For instance, a lot of text on lemons, even though there are no more lemons. Lemons are defined as cars with built-in defects resulting from tolerance mismatches and plain bad parts, back in the day when an acceptable quality level was one defect per 100 parts. Today, not even one in 10,000 is acceptable, and there is optical/robotic inspection for 100% failsafe. The 'lemon' boogeyman is used by dealerships to make people hesitate to shop only online and by phone, and by auto repair shops to get away with scamming you by weakening something when you bring it in so something else goes awry a week later. A person knowledgeable about cars would know this.

Knowing how a dealership pays its electric bill is neither here nor there; getting a competitive low price means paying less than you can buy the same car for elsewhere, period.

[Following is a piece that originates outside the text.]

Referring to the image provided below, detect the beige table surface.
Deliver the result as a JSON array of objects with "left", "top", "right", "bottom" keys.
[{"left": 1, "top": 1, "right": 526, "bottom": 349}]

The focus should not be on what this dealership gets, it should be on matching or beating the lowest price for 100 miles around, and making sure the negotiated price isn't jacked up with add-on costs.

There are a lot of lists that take up space, such as a list of possible car options, lists of car auction sites, lists of car names. All of this has to be scrolled past. The initial bluster about saving $500,000 and then saving $5,000 per purchase and then a paragraph later it's only $2,500 and only on new cars. He flips between talking about new and used.

The beginning financial numbers really bother me. It seems that someone who bought 20 cars over 25 years would get good at it-no book could take credit for that learning curve.